Hacker News new | ask | show | jobs
by toomuchtodo 2622 days ago
Militant leftists wanting to outlaw certain speech are no different then the alt right. It’s not as if more reason is necessary for regulating tech. You want to be the new commons, you get the responsibility of the commons along with it. Can’t have it both ways.

Note we heavily regulate private companies in many US industries when we deem it necessary.

1 comments

>Militant leftists wanting to outlaw certain speech

Uhh, Mozilla didn't outlaw anything. Do you want to force Mozilla to put that extension on their site against their free speech rights? The only thing guaranteed by the first amendment is the federal government cannot prevent you from saying what you want. It says nothing about preventing you from using a 3rd party platform. Feel free to get a literal soapbox and preach your truth wherever you want in the real world, no one is stopping you.

It would not be against Mozilla "free speech" rights, it would be against their free association rights.

I want to hold Mozilla up to their public advertisements, and commitments they made to the public at large, these are a contract if you will to the public. Both because of their Tax Exempt status, and a truth in advertising issue.

If mozilla wants to exercise their right to free association as censorship platform, then they need to give up their Tax Exempt status, as well as cease all public advertisement around "Our mission: Keep the internet open and accessible to all.", Clearly this is only true to people that share the ideological worldview as Mozilla. AS such this is a false statement.

There is no such thing as a "contract if you will to the public" nor do any "commitments" that Mozilla has made to the "public at large" (whatever those are supposed to be) constitute a contract in any legally binding sense.

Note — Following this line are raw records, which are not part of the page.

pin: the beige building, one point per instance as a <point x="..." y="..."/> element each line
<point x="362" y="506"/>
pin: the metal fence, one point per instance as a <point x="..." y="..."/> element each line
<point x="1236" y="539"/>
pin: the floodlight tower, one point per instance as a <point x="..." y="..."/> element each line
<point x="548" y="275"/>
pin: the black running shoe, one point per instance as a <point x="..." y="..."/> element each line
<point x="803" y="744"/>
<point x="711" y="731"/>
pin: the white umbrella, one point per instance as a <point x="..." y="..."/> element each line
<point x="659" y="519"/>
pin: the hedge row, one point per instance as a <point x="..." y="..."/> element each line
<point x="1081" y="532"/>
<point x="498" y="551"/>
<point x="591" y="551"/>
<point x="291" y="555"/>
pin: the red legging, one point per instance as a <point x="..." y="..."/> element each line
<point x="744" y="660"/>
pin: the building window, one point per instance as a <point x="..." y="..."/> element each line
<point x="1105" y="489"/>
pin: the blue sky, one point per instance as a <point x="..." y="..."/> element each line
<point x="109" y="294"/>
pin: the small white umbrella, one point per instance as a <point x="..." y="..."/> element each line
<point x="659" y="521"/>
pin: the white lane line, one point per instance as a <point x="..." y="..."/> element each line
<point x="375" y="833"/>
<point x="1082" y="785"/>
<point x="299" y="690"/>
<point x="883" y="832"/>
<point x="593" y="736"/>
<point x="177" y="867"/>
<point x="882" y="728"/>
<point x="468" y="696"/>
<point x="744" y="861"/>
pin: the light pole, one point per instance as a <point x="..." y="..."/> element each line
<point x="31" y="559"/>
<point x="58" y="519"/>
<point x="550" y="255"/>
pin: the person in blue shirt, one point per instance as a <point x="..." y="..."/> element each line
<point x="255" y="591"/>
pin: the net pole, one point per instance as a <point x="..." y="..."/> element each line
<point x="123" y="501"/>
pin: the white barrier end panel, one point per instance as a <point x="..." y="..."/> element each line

>If mozilla wants to exercise their right to free association as censorship platform, then they need to give up their Tax Exempt status, as well as cease all public advertisement around "Our mission: Keep the internet open and accessible to all."

Firefox extensions are not the internet.

You're being unnecessarily literal, it's clear that the parent misspoke and meant social contract[0], not a direct, legal one.

[0] https://en.wikipedia.org/wiki/Social_contract

Losing tax exempt status and being barred from mentioning a mission statement sound like legal, not social consequences. My impression was that the parent believed Mozilla was breaking some actual law regarding truth in advertising or something by claiming their mission was to "keep the internet open and accessible to all" while also curating plugins.